67) “Há nessa guerra algo mais sublime que o heroísmo daqueles soldados
improvisados ao fogo dos ideais da liberdade: é a abnegação das Baianas”,
certamente o autor se refere à abadessa que morre para proteger suas noviças
tornando-se uma mártir religiosa e, à mulher que se veste de homem abrindo mão
de sua feminilidade para se tornar soldado. Maria Felipa transgride esses
padrões por ser mulher e liderar um grupo armado e sendo negra e pobre e
reivindicar direitos, mesmo quando a guerra acabou e as elites mostraram-se
satisfeitas com seus resultados.
Dentro da História Social foi possível se iniciar o
processo de resgate dessa heroína e, mesmo sem comprovação documental sobre Maria
Felipa, sua existência já está registrada pela população itaparicana, através
da memória que lhe confere diferentes significados, para estas pessoas ela é um
personagem real inserido em suas histórias de vida e realidade social.
REFERÊNCIAS
FARIAS,
Eny Kleyde Vasconcelos de. Maria Felipa de Oliveira: heroína da
independência da Bahia. Salvador: Quarteto, 2010.
MARQUES,
Xavier. Sargento Pedro: tradições da independência. 2. ed. Salvador:
Catilina, 1921.
BIBLIOGRAFIA
CONSULTADA
AMADO,
Janaína. O Grande mentiroso: tradição, veracidade e informação em história
oral. História. São Paulo, n. 14, p. 125-136, 1995.
REIS, João José; SILVA, Eduardo. Negociação e Conflito: a resistência negra no Brasil escravista. São Paulo: Companhia das Letras, 1989.
REIS, João José; SILVA, Eduardo. Negociação e Conflito: a resistência negra no Brasil escravista. São Paulo: Companhia das Letras, 1989.
TAVARES,
Luis Henrique Dias. História da Bahia. 10. ed. Salvador; São Paulo:
UNESP; Edufba, 2001.
______.
Independência do Brasil na Bahia. Salvador: EDUFBA, 2005.
Créditos: Centro de Memória da Bahia ( http://www.bv2dejulho.ba.gov.br/portal/index.php/personagens/mariafelipa.html)
8 comentários:
Obrigada, meu amigo, por trazer a nosso conhecimento esta mulher que combateu e dirigiu lutas pela liberdade e dignidade - e , como sempre, a História ignorou por machismo e, neste caso, também por racismo.
Grato abraço
O Brasil esta precisando de mulheres assim, guerreiras. Que bela historia. Mas fui ler de novo a do santo Antonio e dei boas risadas.
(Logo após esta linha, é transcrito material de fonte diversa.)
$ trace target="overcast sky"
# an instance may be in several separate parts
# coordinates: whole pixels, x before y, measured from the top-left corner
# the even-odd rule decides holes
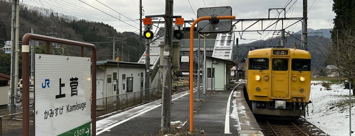
[[[302,17],[302,1],[175,0],[174,1],[173,12],[174,15],[181,15],[185,20],[191,20],[197,18],[196,15],[199,8],[230,6],[232,8],[232,15],[236,16],[237,19],[251,19],[268,18],[269,8],[285,8],[287,11],[286,17],[299,18]],[[145,18],[145,15],[164,14],[165,3],[163,0],[142,0],[144,11],[143,18]],[[74,16],[78,19],[102,22],[113,26],[119,32],[139,32],[139,0],[21,0],[20,4],[50,9],[54,12]],[[332,11],[332,5],[333,0],[308,0],[308,28],[314,29],[333,28],[335,14]],[[277,13],[276,10],[271,11],[270,18],[276,17]],[[164,19],[156,18],[156,21],[158,20],[163,21]],[[293,23],[286,21],[284,25],[289,25]],[[264,25],[269,23],[265,22]],[[243,24],[244,28],[247,26],[247,23]],[[280,23],[277,25],[281,26]],[[164,24],[158,24],[159,27],[162,26]],[[257,26],[257,24],[255,26]],[[286,30],[297,32],[301,30],[301,23],[297,23]],[[246,32],[243,33],[242,38],[266,40],[271,35],[270,32]],[[240,33],[237,33],[236,36],[241,38]]]

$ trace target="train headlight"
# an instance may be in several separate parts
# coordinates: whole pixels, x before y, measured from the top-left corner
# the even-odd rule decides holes
[[[260,87],[256,86],[256,87],[255,88],[255,89],[257,91],[260,91]]]
[[[268,76],[268,75],[265,75],[265,76],[264,76],[264,80],[265,81],[268,81],[268,80],[269,80],[269,76]]]
[[[260,76],[256,75],[256,76],[255,77],[255,79],[256,79],[257,81],[260,80]]]

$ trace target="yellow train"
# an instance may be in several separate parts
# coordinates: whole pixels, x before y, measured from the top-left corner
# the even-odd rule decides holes
[[[305,116],[311,85],[311,54],[289,48],[249,52],[244,88],[256,115],[298,118]]]

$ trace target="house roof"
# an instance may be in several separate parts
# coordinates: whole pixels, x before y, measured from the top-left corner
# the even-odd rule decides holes
[[[335,65],[327,65],[327,67],[326,67],[326,69],[338,69],[338,67],[337,67]]]
[[[111,64],[117,65],[117,62],[112,60],[101,60],[96,62],[96,65],[104,65],[104,64]],[[120,66],[132,66],[135,65],[139,67],[145,66],[145,64],[132,62],[119,61],[119,65]]]
[[[10,79],[10,76],[0,73],[0,81],[9,80]]]
[[[232,60],[234,43],[234,32],[218,33],[212,57]]]

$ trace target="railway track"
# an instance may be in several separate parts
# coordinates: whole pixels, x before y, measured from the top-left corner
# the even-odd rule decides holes
[[[264,120],[258,123],[265,135],[309,135],[293,122]]]

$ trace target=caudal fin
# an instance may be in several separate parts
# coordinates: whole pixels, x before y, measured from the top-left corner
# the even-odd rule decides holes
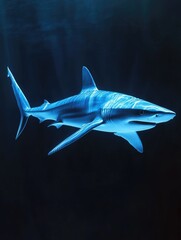
[[[16,134],[16,139],[17,139],[27,124],[28,117],[29,117],[29,115],[27,114],[27,110],[29,110],[31,107],[25,95],[23,94],[22,90],[18,86],[12,72],[10,71],[9,68],[7,68],[7,70],[8,70],[8,77],[11,79],[13,92],[20,110],[20,114],[21,114],[20,123],[19,123],[17,134]]]

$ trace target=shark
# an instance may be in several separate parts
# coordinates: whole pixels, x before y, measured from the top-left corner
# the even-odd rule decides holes
[[[44,100],[42,105],[31,107],[9,67],[7,72],[21,116],[16,139],[24,130],[30,116],[38,118],[40,123],[51,120],[48,126],[57,129],[62,126],[78,128],[48,155],[62,150],[92,130],[113,133],[142,153],[143,145],[137,132],[152,129],[176,115],[174,111],[134,96],[98,90],[85,66],[82,67],[82,89],[79,94],[53,103]]]

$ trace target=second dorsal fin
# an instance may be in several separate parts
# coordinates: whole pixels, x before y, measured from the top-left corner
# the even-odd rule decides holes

Deixo um beijo e axe pra voce
Aqui há sempre informação de muita qualidade.Gostei de saber um pouco mais da história dessa guerreira.
...
Sempre bom voltar!
=)
Mulheres com garra....
Abraço Lisette.
Olá, como está você, meu amiguinho?
Bem, eu desconhecia a atuação desta mulher guerreira numa questão de tão fundamental importância...obrigada por iluminar minha ignorância.
Abraço fraterno,
gpoetica
O mundo é regido por bravas mulheres. Parte da história que deveríamos aprender nas escolas.
Tenha um ótimo fim de semana.
Que mulher linda!
Quantas e quantas delas temos pelo nosso Brasil afora, não é mesmo?
Algumas se destacando publicamente, mas a maioria nos seus lares, criando seus filhinhos, limpando suas casas e, por que não? Junto com seus maridos e companheiros.
Isso é bonito demais!Muitos beijinhos!
Eu não digo sempre? Siba é poesia, prosa, informação... Tem leitura pra todos os gostos.
Eu não conhecia quase nada da história dela. Bom saber mais, sempre!